Email triage + classification automation.

Every email landing in your shared inboxes — support@, hello@, sales@ — read by AI, classified by intent, and routed to the right system within seconds. Tasks become tasks. Customer replies update CRM records. Noise becomes a Friday digest. Sales leads get the first-touch sequence. Operators stop opening every email to figure out what it is.

TYPICAL SAVINGS $48K–$420K/yr
DEPLOY TIME 2–4 weeks
COMPLEXITY Tier 1
MONTHLY COST $80–$540/mo
WHAT THIS IS

A real email triage system has four jobs.

Most operators treat email triage as a personal productivity problem — Inbox Zero, snooze rules, smart filters. That works for one inbox. The moment you have shared inboxes (support@, hello@, sales@, info@, partnerships@), it falls apart. The job isn't filtering email; it's deciding what each email is and routing it to the system that should own it.

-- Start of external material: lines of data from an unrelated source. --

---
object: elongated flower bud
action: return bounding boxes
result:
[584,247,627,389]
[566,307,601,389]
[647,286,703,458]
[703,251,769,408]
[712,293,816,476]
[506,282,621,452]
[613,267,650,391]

Four jobs, in order. One: kill the noise before it costs anything. About 15–30% of inbound to a shared inbox is spam, bounces, or vendor newsletters that don't need a human at all. Two: classify the rest by intent — action required, customer reply, FYI, sales lead. Three: route each class to the system that should own it. Action items go to Asana or ClickUp. Customer replies update CRM records. Sales leads trigger the first-touch automation. FYI mail gets archived to a weekly digest. Four: notify a human in the right way for each path — a Slack DM for the urgent stuff, a digest for everything else.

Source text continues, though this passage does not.